Friday, March 9, 2012

Book Review: The Unit by Ninni Holmqvist

The Unit by the Swedish author Ninni Holmqvist is a dystopian novel that describes a world born, one would dare say, out of a Kafkaesque nightmare.
     The principal protagonist in this story is Dorrit Weger, a fifty year old woman that obviously has nothing more to offer to society, since she produces nothing, and thus she’s admitted into a unit, where she’s to donate her genetic material before she, less than more peacefully, passes away. The unit is housed in a huge luxurious building that looks like a microcosm that only exists in the eyes of the people who work, live and die there.
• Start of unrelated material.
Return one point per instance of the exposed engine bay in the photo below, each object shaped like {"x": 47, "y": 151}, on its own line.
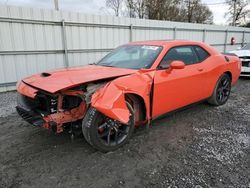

     Dorrit has no idea how much time she’s left to live, since all the inhabitants are at the end of the day nothing more than human guinea pigs. The administrators of the unit, in exchange for all the luxuries that they provide to their subjects, use them for many, different, and more or less scary experiments. Thus one man can find himself all of a sudden been exposed to chemotherapy, another one can become at any given moment an organ donor, while some poor soul, though completely healthy could end up dead, so that the doctors can prove a point or put a theory to practice.
     The world that Dorrit sees when she arrives there looks colorful and bright, she feels like she’s living in a tropical island in the middle of winter. Time though, as one after the other her friends will start dying, will turn this paradise into a living hell, and then she’ll be left with no other option but to escape,
     Everyone is dispensable; this seems to be the mantra of the people running the unit, and she’s determined to prove them wrong. But will she make it?
     This is a novel that touches a lot of the sensitive issues of our times and of the ones to come. Maybe this world is nothing but a prelude of tomorrow’s bleak certainties, the author seems to suggest, and I’m not going to disagree with her. There’s darkness all around us already. Who’s to say that there isn’t more to come?
     If you like Kafka’s work you’ll surely love this book.